A few students exchanged the kind of glances that meant you two are going to hate this. But when Lucian's gaze met Kael's, neither of them looked surprised. Kael gave him a half-smile that didn't reach his eyes. It was the kind of smile that said Let's see who bleeds first.

---

They began with the assigned topic — behavioural conditioning in mammals — but within minutes, the discussion had gone feral.

"What if the subject's frontal lobe was partially removed?" Lucian said casually, sketching brain segments in pencil. "Wouldn't that make stimulus-response more… primal?"

Kael didn't flinch. "You'd get faster conditioning. Less moral interference. Like teaching a starving dog to kill."

"Dogs already kill."

"Not with precision," Kael replied. "Not with reason."

The teacher froze halfway to their desk, overhearing enough to look unsettled. "I… don't think the syllabus covers frontal lobe removal."

"It should," Lucian said, his voice smooth. "It's relevant to learned behaviour."

Kael's eyes flickered with amusement. "Only if the goal is obedience. Or destruction."

"Sometimes they're the same thing."

The rest of the class had gone quiet, like they could feel something sharp being unsheathed between them. Not anger, but the slow testing of a blade's edge. Kael leaned forward, elbows on the table, his voice dropping low enough that only Lucian caught it.

"You like cutting things apart to see how they work," he said. "But you've never had something cut you back."

Lucian smirked. "Try me."

---

By the time the bell rang, they had enough material for three projects, most of it unusable without alerting the school counsellor. As they left, Kael fell into step beside him like it was the most natural thing in the world.

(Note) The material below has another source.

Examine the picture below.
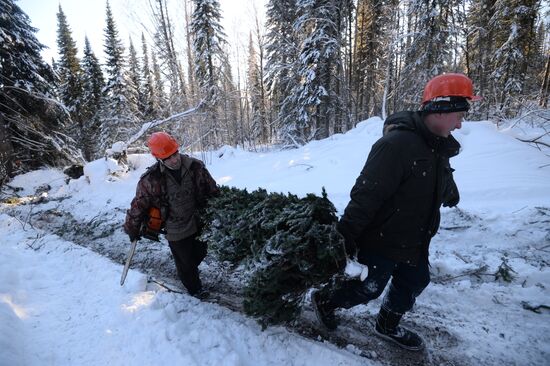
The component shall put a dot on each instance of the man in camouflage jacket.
(179, 186)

"When there's less eyes," Kael said. "We'll talk more."

It wasn't a suggestion.

---

They didn't even make it to the gate before being intercepted.

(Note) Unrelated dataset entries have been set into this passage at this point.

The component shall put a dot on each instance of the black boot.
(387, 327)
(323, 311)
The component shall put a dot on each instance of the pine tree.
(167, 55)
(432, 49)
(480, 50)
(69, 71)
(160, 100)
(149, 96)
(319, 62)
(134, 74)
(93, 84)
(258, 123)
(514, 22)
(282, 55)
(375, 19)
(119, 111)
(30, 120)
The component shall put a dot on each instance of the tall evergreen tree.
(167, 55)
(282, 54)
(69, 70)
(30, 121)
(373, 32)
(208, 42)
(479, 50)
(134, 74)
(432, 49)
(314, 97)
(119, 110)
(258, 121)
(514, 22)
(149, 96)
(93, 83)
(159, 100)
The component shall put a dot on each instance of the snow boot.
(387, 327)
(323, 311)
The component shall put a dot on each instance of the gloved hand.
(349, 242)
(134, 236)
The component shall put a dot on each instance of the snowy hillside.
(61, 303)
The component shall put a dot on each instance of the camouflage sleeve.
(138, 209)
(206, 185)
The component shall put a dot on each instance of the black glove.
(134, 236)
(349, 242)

"Lucian. Kael." The vice principal's voice was the brittle kind — all surface authority, hollow underneath. "I've been hearing… disturbing reports about your conversation in class."

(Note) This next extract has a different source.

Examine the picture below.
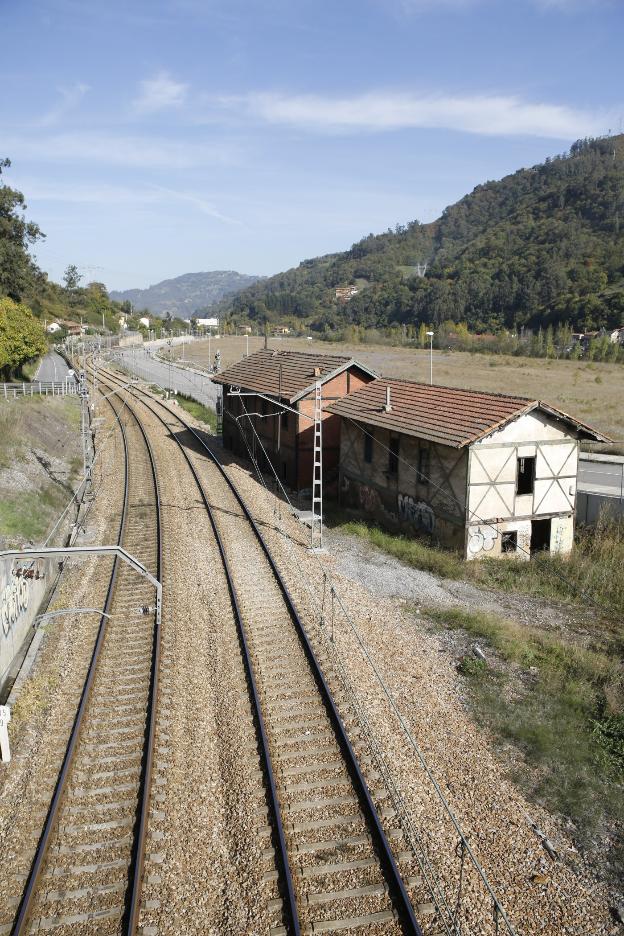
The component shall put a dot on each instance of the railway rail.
(335, 868)
(87, 868)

Lucian feigned mild confusion. Kael didn't bother. He stared at the man with an expression that made silence feel like a blade.

"I hope you understand," the vice principal continued, "that this is an educational environment, not… a horror laboratory."

Lucian tilted his head, letting the pause stretch until the man's confidence wavered. "We were discussing neurological processes. If that's disturbing, perhaps the curriculum is too fragile."

The vice principal's jaw worked like he wanted to snap back but couldn't find the angle. Kael stepped in, his tone polite enough to be venom.

"Maybe," Kael said, "you're just uncomfortable with students who already know more than you."

It landed like a slap — not loud, but humiliating. The man's eyes darted between them, searching for some foothold of control.

"Careful, Kael. I can—"

"You can what?" Kael's voice was quiet but carried weight. "Detain us? Suspend us? Then you'd have to explain why… and the parents would see the report. Would they find your wording as fragile as your understanding?"

Lucian could almost see the mental gears seize up. He stepped closer, just enough to make the man shift back, and delivered the kill shot.

"You should let us go," he murmured. "Before we start asking you questions you can't answer."

The vice principal relented, muttering something about "watching themselves" and retreating down the corridor.

Kael grinned slightly as they walked out. "You're good at breaking them apart. I'm better at making them break themselves."

Lucian glanced at him. "Useful skill. I might have work for you."

"Likewise."

It wasn't friendship. Not yet. But it was a recognition — of matching calibres, of potential utility.

Two different breeds of predator circling the same carcass, neither willing to share… yet.